The Education Crisis Among Boys: All Hype?
> 6/26/2006 10:16:06 AM

Newsweek created conversation in the education community earlier this year with a cover story on the supposedly sorry state of school performance among American boys. The article made several disconcerting statements: the male/female balance on college campuses is shifting, boys are much more likely to be diagnosed with learning disorders, and they are losing ground to girls in standardized testing. From these observations they surmised that boys are in serious academic trouble across the board and that they need to adapt quickly before they fall further behind in the job market. 

A new study contradicts this seemingly bleak overview, casting doubt on the sweeping generalizations made in the Newsweek article. Using nationwide data collected over the past 35 years, the study finds that boys are actually performing significantly better than they have at any point in the past and that:

The real story isn't bad news about boys doing worse, it's good news about girls doing better.

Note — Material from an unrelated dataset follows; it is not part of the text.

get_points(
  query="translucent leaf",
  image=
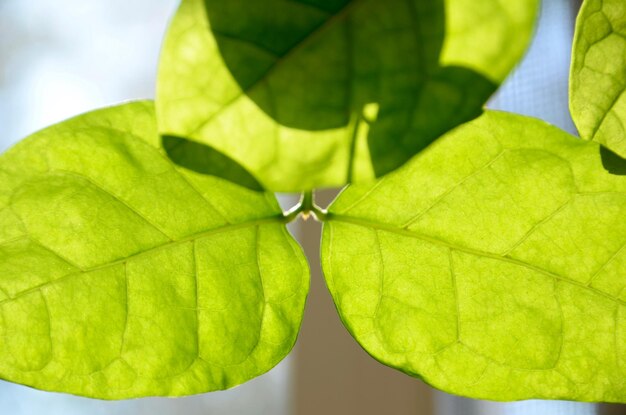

It's true that boys from low-income families consistently test lower than other groups, but this is hardly a new development. And though girls still perform better in reading and writing, boys have gained several points on them since the study began in 1971. Boys continue the longterm trend of scoring higher marks in mathematics, and college enrollment rates are higher all around. Authors of the new study argue that the disparities between boys and girls are miniscule and that such reactionary debate threatens to overshadow larger problems in American education.

Instead of focusing on inevitable gender differences, the United States should look toward the universal goal of improving the state of education for students across financial, geographic, and cultural lines, particularly for the millions of young people enrolled in our public schools.